Король мог бы выслать вперед несколько отрядов, чтобы они захватили Мариенбург врасплох и овладели им. Но чтобы осуществить это, им надо было прибыть к Мариенбургу до того, как там появился Генрих фон Плауэн, т. е. не позже вечера 17 июля. При стокилометровом же расстоянии между Грюнвальдом и Мариенбургом это было невозможно. Для этого таким отрядам надо было бы выступить из Грюнвальда самое позднее 16-го утром, т. е. тогда, когда обстановка еще была неясна.[439]
Самый Мариенбург оказался весьма твердым орешком. Построенный наподобие других орденских крепостей, он отличался от них величиной и большей мощностью укреплений.
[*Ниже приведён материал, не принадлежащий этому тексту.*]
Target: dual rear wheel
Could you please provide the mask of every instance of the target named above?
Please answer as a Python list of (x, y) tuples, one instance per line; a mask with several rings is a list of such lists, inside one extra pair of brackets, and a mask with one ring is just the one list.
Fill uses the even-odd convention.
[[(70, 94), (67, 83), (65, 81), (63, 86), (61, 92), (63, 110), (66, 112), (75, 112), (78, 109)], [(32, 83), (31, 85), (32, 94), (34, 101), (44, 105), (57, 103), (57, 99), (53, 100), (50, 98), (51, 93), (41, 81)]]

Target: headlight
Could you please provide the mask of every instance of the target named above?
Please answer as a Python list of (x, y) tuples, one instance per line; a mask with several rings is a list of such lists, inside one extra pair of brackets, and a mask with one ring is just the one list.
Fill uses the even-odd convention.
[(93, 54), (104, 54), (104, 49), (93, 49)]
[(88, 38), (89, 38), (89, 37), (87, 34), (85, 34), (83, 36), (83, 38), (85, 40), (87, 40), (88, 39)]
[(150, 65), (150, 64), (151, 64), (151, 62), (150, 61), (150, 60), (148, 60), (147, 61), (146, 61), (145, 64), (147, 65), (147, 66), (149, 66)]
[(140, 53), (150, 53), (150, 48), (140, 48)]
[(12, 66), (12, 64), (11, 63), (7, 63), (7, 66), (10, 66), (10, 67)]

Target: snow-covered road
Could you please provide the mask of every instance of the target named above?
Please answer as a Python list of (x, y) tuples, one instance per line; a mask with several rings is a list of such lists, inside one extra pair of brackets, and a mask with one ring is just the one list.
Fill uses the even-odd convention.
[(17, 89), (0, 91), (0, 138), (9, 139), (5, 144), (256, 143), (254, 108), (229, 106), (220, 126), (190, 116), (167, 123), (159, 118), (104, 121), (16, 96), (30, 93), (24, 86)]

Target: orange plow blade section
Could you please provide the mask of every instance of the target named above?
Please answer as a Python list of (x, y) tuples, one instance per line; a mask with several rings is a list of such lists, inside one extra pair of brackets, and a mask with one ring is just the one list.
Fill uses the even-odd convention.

При уровне военной техники начала XV в. взять его было почти невозможно. Кроме того, к приходу союзного войска гарнизон крепости представлял уже достаточно большую силу, насчитывая до 4 тысяч хорошо вооруженных человек.[440] Единственно на что можно было рассчитывать, это на капитуляцию самих защитников крепости, вызванную голодом или эпидемиями, или на измену с их стороны.
Польско-литовско-русское войско, представленное феодальным ополчением, не было способно ни для штурмов таких мощных крепостей, ни для многомесячного стояния под их стенами в ожидании добровольной сдачи. Наемных же войск у короля было немного, да и удержать их на длительное время нельзя было из-за истощения средств и невозможности расплаты с ними. Кроме того, приходили к концу запасы пороха и ядер,[441] создавалась угроза, что в скором будущем отпадет возможность производить обстрел крепости. Но, очевидно, самой главной причиной было, как это указывает и Длугош, начавшееся разложение в рядах войск. Одни стремились домой отдохнуть, другие грозились уйти, если им не будут аккуратно платить.
Все эти обстоятельства могли побудить короля снять осаду, не добившись победного конца, и дать приказ об отходе.
В этом решении Владислава-Ягайлы могли сыграть роль и распространившиеся слухи о вторжении войск Сигизмунда, короля венгерского, в южные районы Польши. Владиславу-Ягайле хорошо было известно о существовавшем между Сигизмундом и Орденом договоре. И если сейчас он мог расценить это известие как простой слух, то имел все основания опасаться такого вторжения в ближайшее время. Король знал, вероятно, и о том, что Сигизмунд, в это время особенно заинтересованный в поддержке Ордена,[442] уже прислал ему ободряющее письмо, в котором обещал свою помощь.[443]
Уход из-под Мариенбурга и вообще с территории Орденского государства рассматривался польско-литовским командованием как временный отход, но ни в коем случае не как отступление перед неприятелем и отказ от занятой неприятельской территории. Это доказывает весь обратный путь польского войска. Хотя Длугош и говорит, что Владислав-Ягайло возвращался как побежденный, а не как победитель, однако рассказ Длугоша о возвращении противоречит этому. Владислав-Ягайло шествовал со всеми своими военными силами как хозяин страны, одаряя города и епископов привилегиями, оставляя гарнизоны в занятых орденских замках, снабжая их продовольствием и оружием.
Что, действительно, Владислав-Ягайло не считал войну оконченной, а лишь временно прекращенной, показывают его действия после возвращения в Польшу. Едва перейдя границу и распустив войско по домам, он начинает собирать новые силы, призывая под оружие пограничные с Орденом земли — великопольскую, серадзскую, ленчицкую, куявскую и добжинскую, и в то время, когда уже многие захваченные им орденские замки перешли обратно под власть Ордена, когда крестоносцы приободрились и начали чувствовать себя хозяевами положения, наносит им второе сокрушительное поражение под Короновым.
442
В сентябре была официально выдвинута его кандидатура на опустевший германский императорский престол.